NIKEL.CO.ID, BANDUNG — Salah satu pilar utama perekonomian Indonesia adalah sektor minyak dan gas (migas) serta mineral dan batu bara (minerba). Sektor ini berkontribusi besar terhadap penerimaan negara dan pertumbuhan ekonomi, baik hulu (upstream) maupun hilir (downstream). Namun, dengan kebutuhan hilirisasi yang terus meningkat, eksplorasi, serta produksi migas dan minerba di Indonesia menghadapi berbagai tantangan yang perlu segera diatasi untuk memastikan keberlanjutan industri ini.
Hal tersebut diungkapkan Ketua Ikatan Alumni Geologi ITB (IAGL–ITB), Abdul Bari, melalui siaran pers yang diterima redaksi belum lama ini.

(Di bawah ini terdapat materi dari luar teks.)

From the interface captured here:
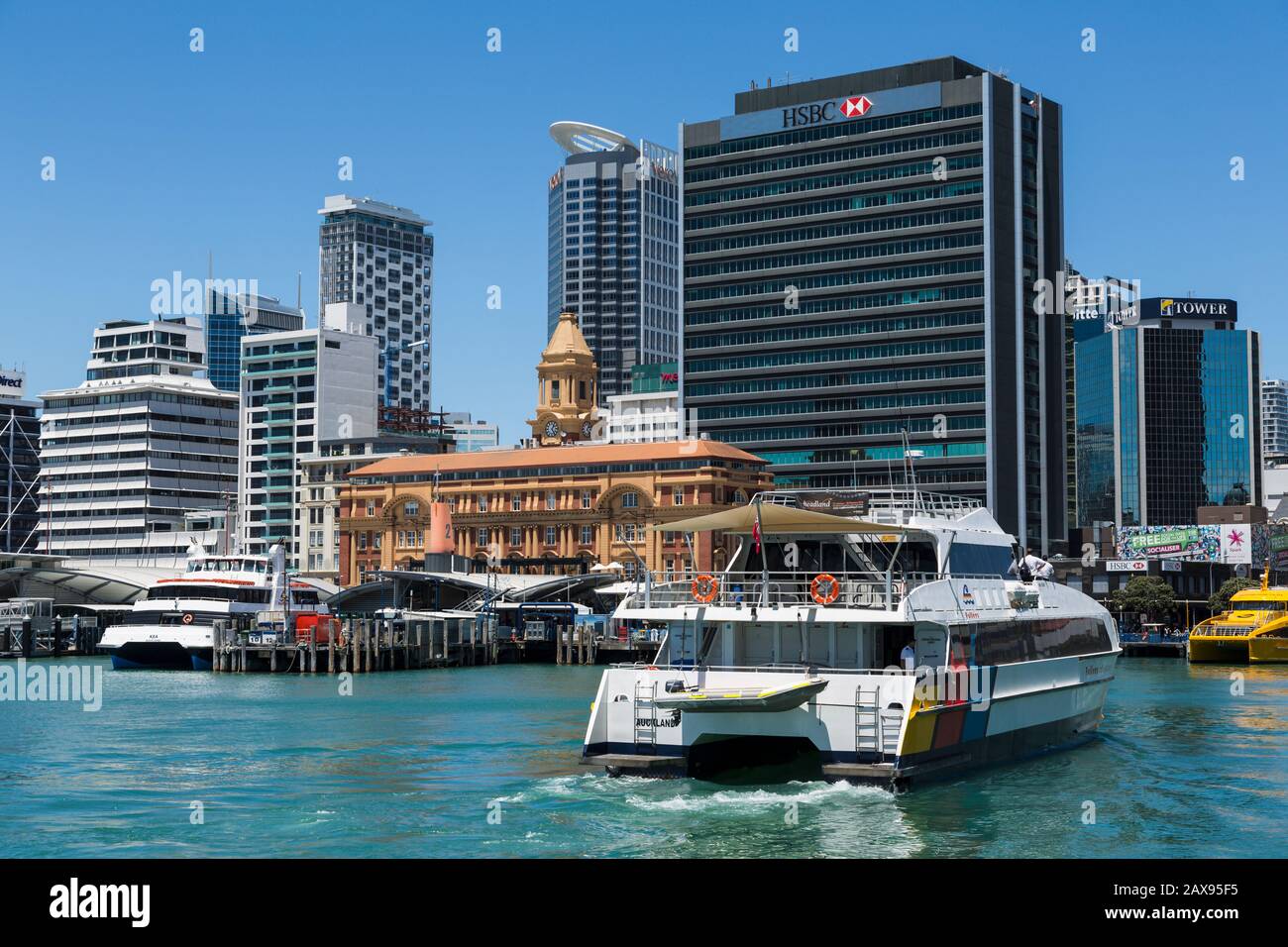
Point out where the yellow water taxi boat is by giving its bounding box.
[1190,566,1288,665]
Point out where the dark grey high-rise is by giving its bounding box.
[682,56,1065,549]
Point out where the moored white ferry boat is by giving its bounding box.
[98,546,327,670]
[583,491,1121,785]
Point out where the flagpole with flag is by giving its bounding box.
[751,493,769,607]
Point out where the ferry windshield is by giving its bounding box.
[147,583,268,604]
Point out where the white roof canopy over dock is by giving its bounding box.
[649,504,907,536]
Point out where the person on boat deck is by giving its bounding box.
[899,642,917,672]
[1010,546,1055,582]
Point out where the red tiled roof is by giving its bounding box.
[349,440,769,476]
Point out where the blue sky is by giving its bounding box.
[0,0,1288,442]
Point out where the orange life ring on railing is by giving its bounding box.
[693,573,720,604]
[808,573,841,605]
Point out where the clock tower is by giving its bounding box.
[528,312,600,447]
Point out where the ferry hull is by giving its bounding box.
[1190,634,1288,665]
[1248,635,1288,665]
[583,653,1117,788]
[110,642,210,672]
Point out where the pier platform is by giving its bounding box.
[1120,635,1186,657]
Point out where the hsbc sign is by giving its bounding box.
[721,77,943,142]
[783,95,872,129]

Karena itu, katanya menambahkan, IAGL–ITB menyelenggarakan “Seminar dan Sarasehan Nasional IAGL ITB 2024”, di Sasana Budaya Ganesha (Sabuga), Bandung, Jawa Barat, Sabtu, 23 November 2024
Berbagai pembicara dari kalangan akademisi, praktisi industri, hingga pembuat kebijakan sebagai narasumber hadir dalam acara bertema “Astacita sebagai tonggak untuk Kedaulatan Energi dan Masa Depan Indonesia”.
“Delapan rekomendasi strategis untuk menghadapi tantangan energi, geopolitik, eksplorasi sumber daya alam, dan pengembangan sumber daya manusia (SDM) geologi nasional, berhasil dirumuskan,” ungkap Bari.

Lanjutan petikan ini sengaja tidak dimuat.